Um boneco desanimado

edificio tatuape mahal

por Samuel Mariani –

A vida de um boneco de maquetes pode ser muito interessante, não somente por conta da originalidade das suas locações, mas também pela construção de um personagem “estrangeiro” neste mesmo mundo.

Acompanhando o boneco argentino Javier Juarez Garcia pelos stands de venda de apartamentos em São Paulo, é interessante imaginar o que está sendo vendido se não um personagem, um estilo de vida, uma história, um curta-metragem.

Bem assimilado dentro de um arco narrativo, Edifício Tatuapé Mahal se justifica pelo seu conceito, assim como cria um universo narrativo que está sempre se legitimando dentro do contexto do filme. Elementos de quadro e ângulos de câmera temáticos tratam elegantemente da “vida de merda” do boneco Javier dentro de um universo no qual o próprio processo de animação é muito meticuloso: ele estuda o tipo de movimento (ou ausência do mesmo) desses mesmos bonecos, compondo um ritmo bem específico.

A sincronia desses elementos, além de não deixar de trabalhar (e expandir) a narrativa no primeiro plano, trabalha seu tempo para que muitos dos payoffs do roteiro sejam resolvidos com humor.

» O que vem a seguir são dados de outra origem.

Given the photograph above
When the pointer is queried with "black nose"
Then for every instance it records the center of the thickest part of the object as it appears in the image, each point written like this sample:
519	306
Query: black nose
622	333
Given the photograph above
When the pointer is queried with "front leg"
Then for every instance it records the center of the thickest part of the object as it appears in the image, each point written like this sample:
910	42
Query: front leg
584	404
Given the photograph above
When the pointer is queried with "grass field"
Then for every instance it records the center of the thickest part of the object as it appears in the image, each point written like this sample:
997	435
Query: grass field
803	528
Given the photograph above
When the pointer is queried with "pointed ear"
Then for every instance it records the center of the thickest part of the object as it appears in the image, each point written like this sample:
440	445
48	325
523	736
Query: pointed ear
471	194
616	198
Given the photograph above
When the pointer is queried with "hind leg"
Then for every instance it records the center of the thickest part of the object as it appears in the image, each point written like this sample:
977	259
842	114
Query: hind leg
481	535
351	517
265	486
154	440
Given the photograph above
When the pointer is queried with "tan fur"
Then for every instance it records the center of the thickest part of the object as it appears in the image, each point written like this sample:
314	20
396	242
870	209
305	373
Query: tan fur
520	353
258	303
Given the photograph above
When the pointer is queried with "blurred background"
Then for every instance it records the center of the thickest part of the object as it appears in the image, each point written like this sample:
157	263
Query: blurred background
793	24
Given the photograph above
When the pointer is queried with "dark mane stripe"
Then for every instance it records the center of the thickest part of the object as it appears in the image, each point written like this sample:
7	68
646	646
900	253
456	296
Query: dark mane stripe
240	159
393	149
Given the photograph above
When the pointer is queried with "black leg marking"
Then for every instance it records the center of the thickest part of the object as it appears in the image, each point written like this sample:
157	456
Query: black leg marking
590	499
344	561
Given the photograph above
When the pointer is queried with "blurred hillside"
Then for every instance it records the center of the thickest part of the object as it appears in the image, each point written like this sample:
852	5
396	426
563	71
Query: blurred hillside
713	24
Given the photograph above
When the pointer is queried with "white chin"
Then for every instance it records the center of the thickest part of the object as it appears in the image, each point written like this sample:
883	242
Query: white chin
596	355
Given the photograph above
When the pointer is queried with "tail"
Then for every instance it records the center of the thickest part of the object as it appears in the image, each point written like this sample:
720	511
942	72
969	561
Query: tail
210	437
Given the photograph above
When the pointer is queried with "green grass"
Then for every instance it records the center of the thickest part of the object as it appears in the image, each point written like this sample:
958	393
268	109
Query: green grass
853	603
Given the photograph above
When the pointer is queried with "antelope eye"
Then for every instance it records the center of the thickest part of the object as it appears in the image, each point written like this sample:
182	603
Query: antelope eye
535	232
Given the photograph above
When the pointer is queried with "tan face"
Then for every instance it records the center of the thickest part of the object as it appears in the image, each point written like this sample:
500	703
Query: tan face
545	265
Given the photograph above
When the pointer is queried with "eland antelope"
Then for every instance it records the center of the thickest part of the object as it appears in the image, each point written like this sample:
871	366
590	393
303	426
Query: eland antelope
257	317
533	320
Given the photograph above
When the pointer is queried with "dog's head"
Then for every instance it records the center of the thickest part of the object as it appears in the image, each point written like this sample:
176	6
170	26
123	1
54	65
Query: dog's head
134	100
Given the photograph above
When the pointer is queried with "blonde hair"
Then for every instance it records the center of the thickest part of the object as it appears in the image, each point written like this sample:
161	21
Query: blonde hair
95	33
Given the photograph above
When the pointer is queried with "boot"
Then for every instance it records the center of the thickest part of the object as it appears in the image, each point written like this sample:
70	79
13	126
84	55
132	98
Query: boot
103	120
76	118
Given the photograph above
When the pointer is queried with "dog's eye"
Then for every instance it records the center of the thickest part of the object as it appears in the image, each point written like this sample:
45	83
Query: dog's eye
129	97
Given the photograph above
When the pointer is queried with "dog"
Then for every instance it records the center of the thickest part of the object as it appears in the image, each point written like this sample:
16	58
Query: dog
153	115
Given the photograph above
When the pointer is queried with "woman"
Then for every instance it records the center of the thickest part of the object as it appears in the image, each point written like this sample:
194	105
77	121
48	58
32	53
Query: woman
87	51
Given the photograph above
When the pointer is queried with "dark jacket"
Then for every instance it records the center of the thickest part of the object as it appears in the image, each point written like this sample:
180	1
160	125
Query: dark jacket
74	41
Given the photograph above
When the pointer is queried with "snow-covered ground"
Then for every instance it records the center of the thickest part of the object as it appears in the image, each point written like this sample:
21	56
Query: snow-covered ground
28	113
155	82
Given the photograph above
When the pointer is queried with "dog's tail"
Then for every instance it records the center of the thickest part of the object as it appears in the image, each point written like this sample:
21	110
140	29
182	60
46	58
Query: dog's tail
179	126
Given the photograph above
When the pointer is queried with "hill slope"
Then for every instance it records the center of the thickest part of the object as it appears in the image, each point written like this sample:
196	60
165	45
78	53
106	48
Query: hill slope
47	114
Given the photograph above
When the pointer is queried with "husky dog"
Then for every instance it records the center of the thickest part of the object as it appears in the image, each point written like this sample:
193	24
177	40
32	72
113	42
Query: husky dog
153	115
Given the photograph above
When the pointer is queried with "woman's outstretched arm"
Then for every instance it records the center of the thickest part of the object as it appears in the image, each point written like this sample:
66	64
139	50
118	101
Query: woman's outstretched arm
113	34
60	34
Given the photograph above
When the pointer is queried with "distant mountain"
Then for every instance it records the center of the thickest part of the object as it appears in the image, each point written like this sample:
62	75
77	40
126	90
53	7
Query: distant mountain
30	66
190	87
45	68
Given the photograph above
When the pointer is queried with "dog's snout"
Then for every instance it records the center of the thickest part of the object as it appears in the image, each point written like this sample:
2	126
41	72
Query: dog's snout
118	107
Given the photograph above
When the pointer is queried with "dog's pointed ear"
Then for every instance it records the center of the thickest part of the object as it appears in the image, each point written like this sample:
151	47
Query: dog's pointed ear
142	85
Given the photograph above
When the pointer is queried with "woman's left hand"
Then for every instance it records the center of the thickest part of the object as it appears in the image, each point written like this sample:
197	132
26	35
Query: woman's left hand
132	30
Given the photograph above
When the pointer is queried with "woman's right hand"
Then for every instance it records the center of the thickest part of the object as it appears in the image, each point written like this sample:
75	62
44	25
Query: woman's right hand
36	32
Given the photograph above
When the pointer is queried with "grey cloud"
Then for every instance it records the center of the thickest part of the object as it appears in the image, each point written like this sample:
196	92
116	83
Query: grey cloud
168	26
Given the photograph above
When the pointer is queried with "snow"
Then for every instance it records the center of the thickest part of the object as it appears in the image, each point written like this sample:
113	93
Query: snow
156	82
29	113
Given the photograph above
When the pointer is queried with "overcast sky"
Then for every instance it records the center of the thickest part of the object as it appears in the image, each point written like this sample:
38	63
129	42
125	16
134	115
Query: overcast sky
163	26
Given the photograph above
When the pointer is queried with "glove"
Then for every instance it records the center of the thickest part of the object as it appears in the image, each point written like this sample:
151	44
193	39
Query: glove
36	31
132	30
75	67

No final das contas, o curta de Carolina Markowics e Fernanda Salloum dedica-se a uma história de bonecos com motivações bem humanas, e sua característica metafísica e justificativas bem ao estilo Starevich (Cameraman’s Revenge, 1912) geram uma animação brasileira de linguagem universal e bem sucedida.

Edifício Tatuapé Mahal está na Mostra Brasil 10. Clique aqui e veja a programação do filme no Festival de Curtas 2014

Dos vazios da Pauliceia

E

por Thiago Zygband –

São Paulo movimenta-se em tédio. Mitose da compulsão e da rotina, carros, monocromia, prédios, gentrificação e a expansão irracional de certa lógica perversa. Diz-se que a cidade não pára, a cidade só cresce. Serão os deuses testemunhas? Se parece inelutável o destino, ao menos fazemos cinema.

E, dos diretores Alexandre Wahrhaftig, Helena Ungaretti e Miguel Antunes Ramos, é uma interessante perspectiva sobre tais fatos. O documentário vai ao cerne da autorreplicação e do aparente nonsense da metrópole bandeirante ao analisar uma de suas mais gritantes manifestações: os estacionamentos. Crescem em vertigem esses espaços silenciosos, mas que não surgem do nada – os depoimentos colhidos nos lembram que aqueles lugares também têm história e afetos: um era (saudoso) cinema-de-bairro, outro a casa do papai, um terceiro a da vovó, um quarto, um quinto…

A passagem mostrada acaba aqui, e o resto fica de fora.